Mark Forster's Book Challenge

UK time management coach and author Mark Forster has set himself the challenge to read only one book at a time. Although he is great at starting books, his challenge has been finishing them. He's used a variant of his Autofocus task management system in the past as a way to read War and Peace. I wonder if his high distraction rate means he got what he wanted out of those unfinished books, after all; a quick skim may be all that's needed for a sense of completion.
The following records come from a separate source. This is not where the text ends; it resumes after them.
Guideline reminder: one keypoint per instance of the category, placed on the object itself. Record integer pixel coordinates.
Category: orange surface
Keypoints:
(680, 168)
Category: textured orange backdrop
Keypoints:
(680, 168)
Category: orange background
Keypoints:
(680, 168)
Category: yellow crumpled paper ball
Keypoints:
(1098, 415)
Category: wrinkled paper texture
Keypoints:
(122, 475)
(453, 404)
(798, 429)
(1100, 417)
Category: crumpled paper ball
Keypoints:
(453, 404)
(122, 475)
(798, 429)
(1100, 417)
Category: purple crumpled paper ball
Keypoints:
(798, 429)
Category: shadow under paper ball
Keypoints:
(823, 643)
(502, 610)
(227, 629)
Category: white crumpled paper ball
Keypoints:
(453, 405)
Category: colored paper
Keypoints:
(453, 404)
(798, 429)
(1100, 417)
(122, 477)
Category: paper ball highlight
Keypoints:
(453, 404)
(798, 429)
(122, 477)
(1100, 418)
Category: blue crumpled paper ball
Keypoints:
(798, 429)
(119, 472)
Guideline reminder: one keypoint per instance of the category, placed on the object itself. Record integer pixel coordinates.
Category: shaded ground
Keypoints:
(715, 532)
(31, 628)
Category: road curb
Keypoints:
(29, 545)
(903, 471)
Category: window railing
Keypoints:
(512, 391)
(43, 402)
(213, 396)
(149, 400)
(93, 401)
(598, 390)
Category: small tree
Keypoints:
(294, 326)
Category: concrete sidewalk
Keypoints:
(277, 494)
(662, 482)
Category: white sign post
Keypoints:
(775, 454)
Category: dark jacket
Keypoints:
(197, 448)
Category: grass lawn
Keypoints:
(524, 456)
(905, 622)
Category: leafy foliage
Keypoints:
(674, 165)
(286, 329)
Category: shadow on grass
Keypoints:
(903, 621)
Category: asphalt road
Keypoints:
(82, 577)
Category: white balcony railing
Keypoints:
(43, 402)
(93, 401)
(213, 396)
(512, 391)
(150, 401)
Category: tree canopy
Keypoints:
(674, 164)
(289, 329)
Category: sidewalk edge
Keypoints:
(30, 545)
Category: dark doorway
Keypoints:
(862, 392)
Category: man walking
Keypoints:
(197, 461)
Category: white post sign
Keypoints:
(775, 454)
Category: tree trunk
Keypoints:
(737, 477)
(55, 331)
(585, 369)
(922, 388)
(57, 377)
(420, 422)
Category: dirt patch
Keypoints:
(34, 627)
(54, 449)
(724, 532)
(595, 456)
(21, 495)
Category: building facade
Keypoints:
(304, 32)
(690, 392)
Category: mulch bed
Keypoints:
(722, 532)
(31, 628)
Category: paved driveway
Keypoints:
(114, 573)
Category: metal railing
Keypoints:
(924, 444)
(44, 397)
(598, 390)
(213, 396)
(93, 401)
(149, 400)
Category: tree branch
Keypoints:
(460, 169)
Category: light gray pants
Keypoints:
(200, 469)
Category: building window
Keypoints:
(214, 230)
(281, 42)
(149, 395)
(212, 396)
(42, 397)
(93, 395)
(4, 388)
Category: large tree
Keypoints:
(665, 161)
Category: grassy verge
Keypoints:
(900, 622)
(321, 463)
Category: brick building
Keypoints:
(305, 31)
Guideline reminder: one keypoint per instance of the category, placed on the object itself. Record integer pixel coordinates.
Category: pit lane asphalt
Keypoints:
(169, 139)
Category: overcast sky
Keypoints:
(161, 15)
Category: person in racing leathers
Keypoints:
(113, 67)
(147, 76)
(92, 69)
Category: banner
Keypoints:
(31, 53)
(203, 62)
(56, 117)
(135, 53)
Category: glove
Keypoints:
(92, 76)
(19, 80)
For myself, my book selection and (non-)completion methods have varied over the years. Here's what I do now:

  • John Sutherland, I think, recommends reading page 69 (any random page really) and then deciding based on that whether to read the book at all. I use this method when searching for bedtime books to read to Liz.
  • I give a book 50 pages or so and then decide whether to continue. Oftentimes, particularly for light non-fiction books, I practice Maugham's "art of skimming."
  • On my physical bookshelf, the top shelf is reserved for books of current interest. When I return a book, I place it to the far right. If a new book usurps its place, the new book is placed to the far right. This is just the Noguchi technique applied to books; uninteresting books migrate to the left of the shelf and can probably be safely discarded.
  • I keep a collection on my Kindle titled "Now Reading." I can only read books in that collection. I keep three books only in that collection: a short-story collection, a novel, and a non-fiction book. Yes, I'd get through one book faster if I focused on it rather than dividing my time and attention among three books. But I am eternally fond of Randall Jarrell's famous line: "Read at whim! read at whim!"